Su nombre: Rosemberg Ramos Rodríguez, de 22 años y quien sufría, desde los ocho, el síndrome de Lennox que le ocasionaba ataques epilépticos. Por esta razón, pocas veces se separaba de su padre. Hace 15 días, Erick Ramos, recibió una llamada del Cuerpo Forense de la Fiscalía en la que le notificaron que su
hijo fue muerto en combates con el Ejército en la vereda San Isidro Jurisdicción de Tres Esquinas en Cunday.
"Mi hijo estaba desaparecido desde el siete de abril del año pasado, en Chaparral. Salió con una pantaloneta verde del equipo Nacional, una camiseta amarilla y zapatillas negras. Desde ese día comencé a buscarlo".
El pasado martes 30 de septiembre, luego de la llamada de la Fiscalía, don Erick recibió un acta de inspección del cadáver en la que concluyen que el cuerpo que se encuentra en la tumba P141 del cementerio de Ibagué con cinco impactos de fusil, es el de Rosemberg Ramos Rodríguez.
"Mi hijo no es ningún guerrillero. Las únicas balas que el tenía eran las pastillas que diariamente debía tomar. Prácticamente vivía dopado. Es absurdo que ahora salgan con el cuento que mi hijo se incorporó a un grupo ilegal en prácticamente dos días", agregó.
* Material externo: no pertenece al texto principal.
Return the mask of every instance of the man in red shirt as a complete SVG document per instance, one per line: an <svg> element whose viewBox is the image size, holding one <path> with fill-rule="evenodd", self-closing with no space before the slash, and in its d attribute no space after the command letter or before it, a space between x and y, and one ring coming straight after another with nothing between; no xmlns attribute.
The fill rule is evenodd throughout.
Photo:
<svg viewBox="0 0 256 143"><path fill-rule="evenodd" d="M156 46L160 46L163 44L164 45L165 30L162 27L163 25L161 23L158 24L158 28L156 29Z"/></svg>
El drama sigue para este hombre que no ha podido recuperar el cuerpo para darle cristiana sepultura.
La juez que lleva el caso se encuentra de vacaciones y mientras tanto don Erick sigue llorando al lado de una tumba sin nombre.
En Antioquia se investigan 40 casos
Medellín
Doce días después de que un desconocido les ofreció trabajo en una finca, Carmen Julia Giraldo (de 38 años) y Carlos Andrés Palacio (de 26 años) aparecieron en San Roque (nordeste antioqueño) como guerrilleros muertos en combate por el Ejército.
El aparente benefactor los contactó el 7 de agosto, mientras ellos vendían chicles en el parque de Berrío. Les compró, le ofreció a él un empleo de mayordomo y le pidió sus datos.
La paga ofrecida eran 15.000 pesos diarios, libres de comida y hospedaje. La última comunicación que tuvieron con su familia antes de montarse al bus los dejó todavía más cavilosos, pues Carlos explicó que ya no iban para Caracolí sino para San Roque.
Pasó una semana y la pareja no se reportó. El 20 de
agosto la familia de la pareja se encontró con la noticia de que el Ejército había matado a dos subversivos del Eln: "Guardaba la esperanza de que no fuera ella; porque decían que la muerta era morena, y Carmen era blanca", dice Graciela, la mamá. Pero la confirmación de que sí eran sus allegados llegó cuando vieron el video del levantamiento de los cuerpos.
En Antioquia hay registros de cerca de 40 casos de posibles falsos positivos entre el 2007 y el 2008. Las zonas más afectadas son el oriente y el nordeste.
Mimo y drogadictos
NEIVA
La Fiscalía indaga la muerte de cinco habitantes de la calle en dos
operativos militares en Huila. En el primero -en Isnos, el 23 de julio- el Ejército dice que tres sujetos fueron hasta una finca a cobrar 500 mil pesos de una extorsión. La víctima acudió al Batallón y los hombres los recibieron con fusiles y fueron dados de baja.
Pero la familia del único de los identificados, Miller Blandón, dice que era un mimo que vivía en la calle y que pedía comida en el Centro del Indigente.
El segundo hecho ocurrió el 14 de febrero en Suaza. Con documentos en la mano, los familiares de Juan Perdomo Claros y Jhon Alber Lizcano, aseguran que días antes de su muerte estaban en tratamiento en centros de drogadicción y le exigieron claridad al Ejército.
El comandante del Batallón Magdalena, coronel Marcos Pinto, se sostiene en que eran extorsionistas y dice que puede explicar cómo murieron, pero no el por qué estaban en el lugar del combate.
En todo caso, el Ejército recuerda que en San Agustín, límites con Cauca, apareció un enfermo mental, enviado por las Farc, con una mina antipersona. El joven -que ya fue entregado a su
familia- vive en el caserío Bruselas, a 4 horas del lugar de los combates.